Smith does have at least one female friend in the complex - Kathy Jordan, the grandmother who was elected president. She received 52 votes to 16 for Gwendolyn Thomas and four for Smith.

"Yes, Mr. Smith committed a serious crime, but he also has paid his debt to society," said Jordan, who refused to use Smith's rape conviction against him during her campaign.

"I have opened up to him and I've talked with him. And I would like Mr. Smith to join in our activities. I ask the residents to give him a chance. We need more cooperation as a community, not divisiveness."

The tenant council performs duties ranging from organizing neighborhood ice cream socials to addressing the housing authority board for tenants.

Smith moved into Gordon Plaza two years ago. He said everything went well with his neighbors for about a year, until his profile was seen on Metro's Web site, complete with a photo and address, including the number of his building and the letter of his apartment.

Since then, he said, he has been shunned by many of his neighbors. They know little about Smith's life other than his rape conviction.

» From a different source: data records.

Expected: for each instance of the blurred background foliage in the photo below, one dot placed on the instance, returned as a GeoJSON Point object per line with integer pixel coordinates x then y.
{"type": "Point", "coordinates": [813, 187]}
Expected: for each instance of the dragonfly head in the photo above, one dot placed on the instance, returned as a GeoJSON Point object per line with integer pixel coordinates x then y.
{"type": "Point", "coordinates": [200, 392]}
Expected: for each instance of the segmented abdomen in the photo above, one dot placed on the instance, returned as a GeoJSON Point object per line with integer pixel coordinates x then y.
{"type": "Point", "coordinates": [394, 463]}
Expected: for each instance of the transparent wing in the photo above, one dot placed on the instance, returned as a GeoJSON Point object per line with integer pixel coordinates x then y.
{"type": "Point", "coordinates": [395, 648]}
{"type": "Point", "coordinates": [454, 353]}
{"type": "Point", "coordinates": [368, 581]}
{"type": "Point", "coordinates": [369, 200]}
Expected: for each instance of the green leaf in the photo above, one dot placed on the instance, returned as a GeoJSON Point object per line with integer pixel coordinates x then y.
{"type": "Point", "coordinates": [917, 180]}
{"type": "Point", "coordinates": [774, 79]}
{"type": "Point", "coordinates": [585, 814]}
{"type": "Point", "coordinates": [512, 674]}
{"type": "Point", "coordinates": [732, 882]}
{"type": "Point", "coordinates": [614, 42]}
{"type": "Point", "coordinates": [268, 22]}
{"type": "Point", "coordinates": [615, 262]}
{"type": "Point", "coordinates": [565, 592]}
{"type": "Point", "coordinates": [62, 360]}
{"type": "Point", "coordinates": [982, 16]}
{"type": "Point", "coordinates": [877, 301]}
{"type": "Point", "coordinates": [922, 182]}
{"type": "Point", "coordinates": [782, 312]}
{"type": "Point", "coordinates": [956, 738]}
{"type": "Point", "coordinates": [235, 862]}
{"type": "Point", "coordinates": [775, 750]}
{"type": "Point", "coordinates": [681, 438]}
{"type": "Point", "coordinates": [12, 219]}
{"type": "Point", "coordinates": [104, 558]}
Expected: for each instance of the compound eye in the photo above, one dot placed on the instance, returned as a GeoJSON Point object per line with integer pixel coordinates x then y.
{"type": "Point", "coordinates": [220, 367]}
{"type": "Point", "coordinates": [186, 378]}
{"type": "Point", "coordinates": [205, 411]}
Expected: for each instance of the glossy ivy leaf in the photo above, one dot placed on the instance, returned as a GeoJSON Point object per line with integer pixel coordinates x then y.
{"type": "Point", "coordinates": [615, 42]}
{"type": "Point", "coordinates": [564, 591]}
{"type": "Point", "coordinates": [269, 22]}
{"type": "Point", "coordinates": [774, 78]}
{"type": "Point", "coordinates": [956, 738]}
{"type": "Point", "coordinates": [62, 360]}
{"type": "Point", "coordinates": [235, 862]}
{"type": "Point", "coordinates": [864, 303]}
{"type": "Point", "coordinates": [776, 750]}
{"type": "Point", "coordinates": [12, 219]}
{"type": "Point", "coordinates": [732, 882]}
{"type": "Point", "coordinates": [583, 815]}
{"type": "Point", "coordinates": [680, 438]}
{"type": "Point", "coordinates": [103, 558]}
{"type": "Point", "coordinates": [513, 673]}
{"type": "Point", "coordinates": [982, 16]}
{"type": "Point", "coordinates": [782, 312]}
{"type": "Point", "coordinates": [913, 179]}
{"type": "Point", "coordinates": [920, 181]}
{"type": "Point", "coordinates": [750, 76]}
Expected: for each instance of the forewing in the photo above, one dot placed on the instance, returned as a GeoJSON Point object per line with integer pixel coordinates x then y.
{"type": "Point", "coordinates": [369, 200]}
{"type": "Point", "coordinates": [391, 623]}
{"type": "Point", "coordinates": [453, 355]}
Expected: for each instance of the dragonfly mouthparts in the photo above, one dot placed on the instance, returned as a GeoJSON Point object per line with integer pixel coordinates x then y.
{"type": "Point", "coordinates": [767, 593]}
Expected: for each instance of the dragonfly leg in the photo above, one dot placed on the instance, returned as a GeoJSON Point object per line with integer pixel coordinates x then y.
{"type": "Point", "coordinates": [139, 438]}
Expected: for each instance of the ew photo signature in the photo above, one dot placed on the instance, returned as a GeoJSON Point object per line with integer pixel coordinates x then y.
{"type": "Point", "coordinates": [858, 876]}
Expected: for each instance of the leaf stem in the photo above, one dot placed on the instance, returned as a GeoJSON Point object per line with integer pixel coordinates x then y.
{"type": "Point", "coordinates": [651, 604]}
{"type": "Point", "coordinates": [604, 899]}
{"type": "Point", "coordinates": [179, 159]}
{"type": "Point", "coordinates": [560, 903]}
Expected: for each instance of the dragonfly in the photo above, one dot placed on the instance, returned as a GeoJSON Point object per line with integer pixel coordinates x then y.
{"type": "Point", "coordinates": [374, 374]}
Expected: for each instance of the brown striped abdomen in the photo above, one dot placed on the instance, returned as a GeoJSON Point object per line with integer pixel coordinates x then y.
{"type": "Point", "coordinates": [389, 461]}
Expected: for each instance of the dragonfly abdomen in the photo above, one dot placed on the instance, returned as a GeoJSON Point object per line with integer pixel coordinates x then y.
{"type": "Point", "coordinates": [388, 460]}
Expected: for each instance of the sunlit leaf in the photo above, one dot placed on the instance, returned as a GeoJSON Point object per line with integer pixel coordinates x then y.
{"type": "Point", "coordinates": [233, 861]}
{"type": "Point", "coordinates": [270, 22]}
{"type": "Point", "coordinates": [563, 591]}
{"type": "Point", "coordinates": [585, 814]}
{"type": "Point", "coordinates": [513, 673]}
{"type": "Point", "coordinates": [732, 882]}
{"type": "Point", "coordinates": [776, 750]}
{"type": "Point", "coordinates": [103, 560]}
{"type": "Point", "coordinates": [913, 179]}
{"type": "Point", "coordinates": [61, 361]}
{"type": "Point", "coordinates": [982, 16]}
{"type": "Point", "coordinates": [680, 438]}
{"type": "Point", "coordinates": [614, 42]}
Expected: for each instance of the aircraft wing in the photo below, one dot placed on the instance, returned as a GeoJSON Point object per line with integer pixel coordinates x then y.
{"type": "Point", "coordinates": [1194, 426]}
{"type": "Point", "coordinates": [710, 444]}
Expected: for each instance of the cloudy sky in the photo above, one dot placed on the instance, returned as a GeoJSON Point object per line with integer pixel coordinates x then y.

Raised in South Carolina, Smith said he played Little League Baseball. As a teenager, he was arrested about 50 times - Smith claims all were misdemeanor charges related to his participation in the civil rights movement. He said he was part of a group of youths from Columbia, S.C., that was bused in August 1963 to Washington, D.C., to hear the Rev. Martin Luther King Jr. deliver his "I Have A Dream" speech.

After serving in the Air Force, Smith said , he went to school for computer training. He said his past jobs include working in the information systems office of the Library of Congress in Washington, D.C.; driving a cab in Philadelphia; and working as a lay minister in New Orleans.

Smith moved to Seattle in the late 1980s and, he said, he invested all he had into his Hope & Strength Organization to assist at-risk children in the black community. The business closed as a result of his conviction.

In April 1995 Smith was returning to his office when he ran into a woman at a bus stop and struck up a conversation .

Smith, who was and still is single, said they made a date for dinner, but they first stopped at his office to check his business phone messages.

The woman claimed she went to Smith's office to get motivational instruction and Smith refused to let her leave. She managed to secretly dial 911 on her cell phone, summoning police to the scene.

When the case went to trial in King County Superior Court three months later, Smith defended himself, though a public defender was assigned to stand by in case he needed assistance.

Smith cross-examined the woman for two days - grilling her with questions , including sexual ones - then called the woman as his only witness, peppering her with more aggressive questions.

"I was just trying to get her to tell the truth," Smith said Monday.

Though the case lacked strong forensic evidence, the seven-man, five-woman jury took just 2 1/2 hours to convict Smith.

After , several jurors told Seattle news reporters that had Smith allowed his public defender to handled the delicate cross-examination or handle the entire case, the verdict might have gone Smith's way.

Smith said he wishes people could just keep the past in the past.

"I thought that by running for president of the tenants council, I could get people to see me for who I am," Smith said. "If they could talk to me , they could judge for themselves that I am not the great danger to society the government says I am."